The LCV's sales growth, which was rearing the overall trend of the sector over the past few months, has declined by 45% MoM in Jan 09. Overall, the Cars + LCVs sales have declined by 41%YoY during 7MFY09 as the high interest rate environment and cost pressures continue to plague the industry.

Car sales are lower by 47%YoY during 7MFY09 while LCV sales are down by 3%YoY during the same period. Liquidity issues coupled with limited car financing avenues continue to weigh heavily on the sector.

The imported cars, which represent only 4% to 5% of the industry, are also expected to post a decline in sales of 30% to 40%. As the government is seriously looking to curb its import bills, it is taking different measures e.g. the depreciation rate for the imported cars has been reduced from 2% to 1%. The depreciating rupee has made imported cars more expensive.
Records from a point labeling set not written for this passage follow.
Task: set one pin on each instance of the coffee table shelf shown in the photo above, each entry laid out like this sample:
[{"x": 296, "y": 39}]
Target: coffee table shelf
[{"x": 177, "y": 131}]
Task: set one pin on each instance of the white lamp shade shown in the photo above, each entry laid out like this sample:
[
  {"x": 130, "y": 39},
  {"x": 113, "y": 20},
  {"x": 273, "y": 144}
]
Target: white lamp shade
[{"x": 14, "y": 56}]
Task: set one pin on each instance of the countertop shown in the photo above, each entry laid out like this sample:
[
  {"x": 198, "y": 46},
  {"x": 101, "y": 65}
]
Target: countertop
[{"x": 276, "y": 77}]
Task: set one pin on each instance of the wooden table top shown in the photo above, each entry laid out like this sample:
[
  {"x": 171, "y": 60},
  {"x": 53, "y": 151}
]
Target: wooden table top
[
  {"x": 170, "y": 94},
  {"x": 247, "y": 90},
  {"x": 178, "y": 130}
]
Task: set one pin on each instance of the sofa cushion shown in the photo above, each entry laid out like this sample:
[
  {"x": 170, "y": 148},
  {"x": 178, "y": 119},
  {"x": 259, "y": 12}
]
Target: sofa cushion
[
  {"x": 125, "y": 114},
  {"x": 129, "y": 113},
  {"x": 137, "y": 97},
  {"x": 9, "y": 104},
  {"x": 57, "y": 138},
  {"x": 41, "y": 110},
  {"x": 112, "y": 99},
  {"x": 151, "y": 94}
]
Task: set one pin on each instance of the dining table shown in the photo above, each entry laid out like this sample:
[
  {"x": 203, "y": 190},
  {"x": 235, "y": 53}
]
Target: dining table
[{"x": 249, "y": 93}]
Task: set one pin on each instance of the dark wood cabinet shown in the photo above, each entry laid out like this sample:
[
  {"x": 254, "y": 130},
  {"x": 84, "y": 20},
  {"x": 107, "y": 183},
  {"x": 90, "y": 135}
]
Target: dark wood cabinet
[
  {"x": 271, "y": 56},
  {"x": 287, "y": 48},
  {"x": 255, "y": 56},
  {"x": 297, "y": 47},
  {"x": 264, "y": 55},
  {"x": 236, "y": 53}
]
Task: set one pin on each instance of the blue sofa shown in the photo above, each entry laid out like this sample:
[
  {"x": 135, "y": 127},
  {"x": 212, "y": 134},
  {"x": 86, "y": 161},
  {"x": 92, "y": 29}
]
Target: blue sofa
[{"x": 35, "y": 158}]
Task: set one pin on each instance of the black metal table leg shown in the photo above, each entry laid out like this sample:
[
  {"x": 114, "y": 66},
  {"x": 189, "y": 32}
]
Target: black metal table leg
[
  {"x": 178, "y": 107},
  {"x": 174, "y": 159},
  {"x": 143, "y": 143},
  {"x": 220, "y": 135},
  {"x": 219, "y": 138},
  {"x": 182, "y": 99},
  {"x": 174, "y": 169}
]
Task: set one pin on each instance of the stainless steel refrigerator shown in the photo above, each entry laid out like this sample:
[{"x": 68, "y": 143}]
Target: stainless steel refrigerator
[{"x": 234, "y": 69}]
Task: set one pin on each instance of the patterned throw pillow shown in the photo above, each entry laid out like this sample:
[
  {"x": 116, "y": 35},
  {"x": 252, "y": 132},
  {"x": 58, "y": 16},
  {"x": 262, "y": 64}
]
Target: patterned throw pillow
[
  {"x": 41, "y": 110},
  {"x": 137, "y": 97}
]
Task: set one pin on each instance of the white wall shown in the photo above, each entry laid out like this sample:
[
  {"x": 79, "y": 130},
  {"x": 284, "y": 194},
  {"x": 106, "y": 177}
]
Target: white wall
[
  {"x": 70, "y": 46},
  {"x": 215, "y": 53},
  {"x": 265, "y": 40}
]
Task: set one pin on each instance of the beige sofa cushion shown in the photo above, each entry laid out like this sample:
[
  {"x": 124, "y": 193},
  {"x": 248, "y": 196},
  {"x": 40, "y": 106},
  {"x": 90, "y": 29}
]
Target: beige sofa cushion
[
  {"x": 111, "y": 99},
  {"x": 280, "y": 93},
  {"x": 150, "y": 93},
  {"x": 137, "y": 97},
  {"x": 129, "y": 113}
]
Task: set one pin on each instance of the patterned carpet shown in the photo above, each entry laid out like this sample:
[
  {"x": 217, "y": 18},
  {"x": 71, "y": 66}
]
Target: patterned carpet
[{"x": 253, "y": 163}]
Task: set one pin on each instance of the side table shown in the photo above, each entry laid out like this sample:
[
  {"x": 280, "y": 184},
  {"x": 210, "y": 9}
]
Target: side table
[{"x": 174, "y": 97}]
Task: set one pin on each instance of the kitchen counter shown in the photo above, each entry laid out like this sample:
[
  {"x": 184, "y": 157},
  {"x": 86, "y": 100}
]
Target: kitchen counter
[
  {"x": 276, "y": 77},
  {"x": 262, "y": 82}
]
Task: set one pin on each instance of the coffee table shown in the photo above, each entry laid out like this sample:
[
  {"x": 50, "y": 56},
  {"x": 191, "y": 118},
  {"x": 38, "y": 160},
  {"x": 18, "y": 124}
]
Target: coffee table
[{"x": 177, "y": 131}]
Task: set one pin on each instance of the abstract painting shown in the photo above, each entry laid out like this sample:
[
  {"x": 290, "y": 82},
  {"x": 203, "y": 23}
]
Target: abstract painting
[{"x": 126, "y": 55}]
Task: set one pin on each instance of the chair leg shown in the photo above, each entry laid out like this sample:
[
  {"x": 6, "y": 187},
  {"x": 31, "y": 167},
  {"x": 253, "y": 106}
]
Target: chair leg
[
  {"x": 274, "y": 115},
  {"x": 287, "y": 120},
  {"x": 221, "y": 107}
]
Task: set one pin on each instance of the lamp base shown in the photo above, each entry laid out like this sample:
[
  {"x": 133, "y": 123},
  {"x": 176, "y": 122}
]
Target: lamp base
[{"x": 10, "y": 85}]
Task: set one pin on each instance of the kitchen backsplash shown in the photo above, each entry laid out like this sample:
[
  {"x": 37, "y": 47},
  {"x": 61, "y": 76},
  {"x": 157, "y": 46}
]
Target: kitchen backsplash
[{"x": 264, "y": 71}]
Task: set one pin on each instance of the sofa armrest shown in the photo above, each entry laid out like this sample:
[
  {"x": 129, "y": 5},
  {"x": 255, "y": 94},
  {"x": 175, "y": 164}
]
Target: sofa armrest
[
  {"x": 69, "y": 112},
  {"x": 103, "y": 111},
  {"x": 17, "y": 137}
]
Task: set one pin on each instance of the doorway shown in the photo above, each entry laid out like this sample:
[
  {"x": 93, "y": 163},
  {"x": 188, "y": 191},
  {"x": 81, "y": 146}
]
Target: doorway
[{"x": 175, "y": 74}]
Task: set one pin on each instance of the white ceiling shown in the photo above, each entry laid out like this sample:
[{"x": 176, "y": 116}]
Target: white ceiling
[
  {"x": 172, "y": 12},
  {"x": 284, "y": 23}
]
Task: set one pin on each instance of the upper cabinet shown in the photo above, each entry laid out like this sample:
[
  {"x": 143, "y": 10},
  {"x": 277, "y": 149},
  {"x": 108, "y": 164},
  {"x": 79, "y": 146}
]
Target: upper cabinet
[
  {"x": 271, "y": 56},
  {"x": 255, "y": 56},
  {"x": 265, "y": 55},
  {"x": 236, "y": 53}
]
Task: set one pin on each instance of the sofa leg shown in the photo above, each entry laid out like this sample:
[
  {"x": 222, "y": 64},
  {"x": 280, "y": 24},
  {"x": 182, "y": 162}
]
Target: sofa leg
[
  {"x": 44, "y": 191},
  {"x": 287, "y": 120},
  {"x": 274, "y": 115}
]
As the share of the imported cars in total industry is minimal, its impacts will also be very small.

Major players in the industry are Honda Atlas, Pak Suzuki, and Indus Motors Company.


With an astonishing growth in Suzuki Alto and Mehran by 633% and 418% MoM during Jan 09, PSMC has posted sales volume of 3.48k vehicles, translating into an overall MoM increase of 55%. However, 7MFY09 sales volume declined by 43%YoY to 36.21k units.

Suzuki Liana witnessed down of 71% YoY during 7MFY09 while 800cc and 1000cc vehicle classes' average volume also declined by 51%YoY. Only Suzuki Ravi achieved a sales volume growth of 44%YoY. Vehicles with high reliance on financing facilities suffered the most.


Negligible sales were recorded for 'Honda City' as buyers waited for the introduction of the new model, which was launched on January 27, 2009. Despite that, HCAR has managed to post a solid performance with an overall sales growth of 219% MoM during Jan09.

Looking at 7MFY09 statistics, with overall sales down by 29%YoY to 5.76k units, the damage appears to be comparatively less than the industry deterioration.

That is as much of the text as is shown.